THE DARKEST ROAD by Guy Gavriel Kay

But to settle the matter that was in his mind, Dave knew he needed to be alone, and so finally, on the very last day of the festival, he slipped away by himself on his favorite black horse. He looped Owein’s Horn, on its new leather cord, about his neck and set out to ride, north and west, to do one thing and try to resolve another.

It was a route he had taken before, in the cold of the winter snows at evening, when Kim had woken the Hunt with the fire she carried, and he had summoned them with the horn. It was summer now, end of summer, shading toward fall. The morning was cool and clear. Birds sang overhead. Soon the colors of the leaves would begin to change to red and gold and brown.

He came to a curve in the path and saw the tiny jewel-like lake set in the valley below. He rode past on the high ridge of land, noting the empty cottage far below. He remembered the last time they had ridden by this place. Two boys had come out behind that cottage to look up at them. Two boys, and both of them were dead, and together they had acted to let all the peace of this morning come to be.

He shook his head, wondering, and continued riding northwest, angling across the recently harvested fields between Rhoden and North Keep. There were farmhouses scattered on either side. Some people saw him passing and waved to him. He waved back.

Then, around noon, he crossed the High Road and knew he was very near. A few minutes later he came to the edge of Pendaran Wood, and he saw the fork of the tree, and then the cave. There was an enormous stone in front of it again, exactly as there had been before, and Dave knew who lay asleep in the darkness there.

He dismounted, and he took the horn into his hand and walked a little way into the Wood. The light was dappled here, the leaves rustled above his head. He wasn’t afraid though, not this time. Not as he had been the night he’d met Flidais. The Great Wood had slaked its anger now, the lios alfar had told them. It had to do with Lancelot and Darien, and with the final passing of Lisen, the blazing of her Circlet in Starkadh. Dave didn’t really understand such things, but one thing he did understand, and it had brought him with the horn back to this place.

He waited, with a patience that was another new thing in him. He watched the shadows flicker and shift on the forest floor and in the leaves overhead. He listened to the sounds of the forest. He tried to think, to understand himself and his own desires. It was hard to concentrate, though, because he was waiting for someone.

And then he heard a different sound behind him. His heart racing, despite all his inward preparation, he turned, kneeling as he did so, with his head lowered.

“You may rise,” said Ceinwen. “Of all men, you should know that you may rise.”

He looked up and saw her again: in green as she always was, with the bow in her hand. The bow with which she’d almost killed him by a pool in Faelinn Grove.

Not all need die, she had said that night. And so he’d lived, to be given a horn, to carry an axe in war, to summon the Wild Hunt. To return again to this place.
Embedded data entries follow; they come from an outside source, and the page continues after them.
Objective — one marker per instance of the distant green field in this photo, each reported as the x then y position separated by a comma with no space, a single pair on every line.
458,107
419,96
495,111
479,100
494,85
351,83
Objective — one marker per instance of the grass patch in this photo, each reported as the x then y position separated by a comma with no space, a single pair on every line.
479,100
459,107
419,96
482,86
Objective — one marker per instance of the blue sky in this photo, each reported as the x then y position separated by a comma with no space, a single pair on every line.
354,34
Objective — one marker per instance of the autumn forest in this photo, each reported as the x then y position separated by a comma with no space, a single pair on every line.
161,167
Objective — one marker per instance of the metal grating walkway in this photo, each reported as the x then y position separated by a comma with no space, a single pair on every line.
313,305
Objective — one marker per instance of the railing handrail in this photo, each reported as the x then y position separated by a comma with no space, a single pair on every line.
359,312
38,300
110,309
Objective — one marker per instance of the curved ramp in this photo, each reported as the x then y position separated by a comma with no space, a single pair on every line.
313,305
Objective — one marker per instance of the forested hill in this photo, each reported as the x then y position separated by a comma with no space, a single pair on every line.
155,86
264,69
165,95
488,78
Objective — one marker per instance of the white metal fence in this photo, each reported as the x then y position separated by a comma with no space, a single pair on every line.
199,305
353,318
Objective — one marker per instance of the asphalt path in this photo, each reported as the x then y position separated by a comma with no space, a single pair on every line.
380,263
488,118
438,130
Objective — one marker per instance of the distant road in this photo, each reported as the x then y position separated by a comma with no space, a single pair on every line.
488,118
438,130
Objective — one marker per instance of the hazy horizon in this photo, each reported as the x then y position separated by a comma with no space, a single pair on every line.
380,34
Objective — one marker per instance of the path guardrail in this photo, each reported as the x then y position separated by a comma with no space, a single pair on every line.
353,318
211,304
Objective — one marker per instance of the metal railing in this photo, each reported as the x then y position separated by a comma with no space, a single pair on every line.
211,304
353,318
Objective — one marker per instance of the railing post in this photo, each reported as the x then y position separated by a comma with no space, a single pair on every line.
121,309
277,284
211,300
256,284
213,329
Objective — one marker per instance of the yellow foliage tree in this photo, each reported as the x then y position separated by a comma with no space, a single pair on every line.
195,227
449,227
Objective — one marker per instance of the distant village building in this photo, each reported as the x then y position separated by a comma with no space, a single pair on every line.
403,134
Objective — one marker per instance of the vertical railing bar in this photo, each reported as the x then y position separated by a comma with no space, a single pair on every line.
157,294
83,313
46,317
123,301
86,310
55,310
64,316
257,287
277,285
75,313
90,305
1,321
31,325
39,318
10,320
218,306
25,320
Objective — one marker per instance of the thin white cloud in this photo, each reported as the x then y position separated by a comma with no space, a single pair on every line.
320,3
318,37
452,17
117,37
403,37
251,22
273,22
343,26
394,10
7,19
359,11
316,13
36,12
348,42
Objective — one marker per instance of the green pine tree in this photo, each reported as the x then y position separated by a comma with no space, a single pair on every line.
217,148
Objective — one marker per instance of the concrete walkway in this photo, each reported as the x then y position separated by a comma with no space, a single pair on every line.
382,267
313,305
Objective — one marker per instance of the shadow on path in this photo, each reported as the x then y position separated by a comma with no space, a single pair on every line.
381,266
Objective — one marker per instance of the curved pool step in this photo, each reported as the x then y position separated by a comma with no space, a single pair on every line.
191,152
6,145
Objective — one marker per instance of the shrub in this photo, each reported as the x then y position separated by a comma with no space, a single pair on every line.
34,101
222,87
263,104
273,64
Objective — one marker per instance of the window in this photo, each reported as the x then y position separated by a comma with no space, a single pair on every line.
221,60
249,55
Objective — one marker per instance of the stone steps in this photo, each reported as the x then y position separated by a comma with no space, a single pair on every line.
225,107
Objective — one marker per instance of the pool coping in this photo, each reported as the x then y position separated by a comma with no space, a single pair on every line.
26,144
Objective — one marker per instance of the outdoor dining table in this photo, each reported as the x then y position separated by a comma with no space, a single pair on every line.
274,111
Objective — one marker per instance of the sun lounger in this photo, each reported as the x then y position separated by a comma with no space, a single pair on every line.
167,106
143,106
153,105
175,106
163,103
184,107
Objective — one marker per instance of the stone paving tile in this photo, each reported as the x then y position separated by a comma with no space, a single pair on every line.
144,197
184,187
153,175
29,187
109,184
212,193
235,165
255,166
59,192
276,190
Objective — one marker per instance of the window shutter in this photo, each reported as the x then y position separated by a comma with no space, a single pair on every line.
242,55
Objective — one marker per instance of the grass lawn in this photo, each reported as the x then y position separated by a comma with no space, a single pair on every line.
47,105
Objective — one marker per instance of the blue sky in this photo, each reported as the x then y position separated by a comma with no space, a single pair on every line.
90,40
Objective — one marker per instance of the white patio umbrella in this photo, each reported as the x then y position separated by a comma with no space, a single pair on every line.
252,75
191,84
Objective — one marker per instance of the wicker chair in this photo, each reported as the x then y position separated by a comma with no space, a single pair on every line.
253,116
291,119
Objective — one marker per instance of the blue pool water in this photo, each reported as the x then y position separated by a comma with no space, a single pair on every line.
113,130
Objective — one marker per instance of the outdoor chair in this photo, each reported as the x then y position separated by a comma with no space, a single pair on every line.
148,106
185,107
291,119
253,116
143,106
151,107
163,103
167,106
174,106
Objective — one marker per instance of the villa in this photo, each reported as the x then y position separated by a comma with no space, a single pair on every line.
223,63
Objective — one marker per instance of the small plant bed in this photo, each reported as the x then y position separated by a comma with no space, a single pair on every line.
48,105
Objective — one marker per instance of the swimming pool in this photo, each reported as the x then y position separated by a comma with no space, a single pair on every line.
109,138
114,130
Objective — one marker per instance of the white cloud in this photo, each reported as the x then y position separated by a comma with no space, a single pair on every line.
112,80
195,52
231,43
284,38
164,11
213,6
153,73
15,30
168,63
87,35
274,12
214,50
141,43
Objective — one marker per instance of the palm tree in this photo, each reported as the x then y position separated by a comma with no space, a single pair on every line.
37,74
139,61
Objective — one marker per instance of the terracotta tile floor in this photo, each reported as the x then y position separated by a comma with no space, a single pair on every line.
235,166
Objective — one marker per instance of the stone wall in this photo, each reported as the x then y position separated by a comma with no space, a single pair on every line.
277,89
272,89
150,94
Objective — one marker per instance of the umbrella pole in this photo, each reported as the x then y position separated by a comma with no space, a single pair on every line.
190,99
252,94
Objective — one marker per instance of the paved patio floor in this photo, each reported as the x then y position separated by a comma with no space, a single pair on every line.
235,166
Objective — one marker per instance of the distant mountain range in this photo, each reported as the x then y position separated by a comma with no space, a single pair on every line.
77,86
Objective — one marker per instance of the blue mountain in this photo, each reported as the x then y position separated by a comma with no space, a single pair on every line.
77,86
The goddess stood before him, radiant and glorious, though muting the shining of her face that he might look upon her without being stricken blind.

He rose, as she bade him. He took a deep breath, to slow the beating of his heart. He said, “Goddess, I have come to return a gift.” He held out the horn in a hand that, he was pleased to see, did not tremble. “It is a thing too powerful for me to hold. Too deeply powerful, I think, for any mortal man.”

Ceinwen smiled, beautiful and terrible. “I thought you would come,” she said. “I waited to see. Had you not, I would have come for you, before you went away. I gave you more than I meant to give with this horn.” And then, in a gentler tone, “What you say is not wrong, Davor of the Axe. It must be hidden again, to wait for a truer finding many years from now. Many, many years.”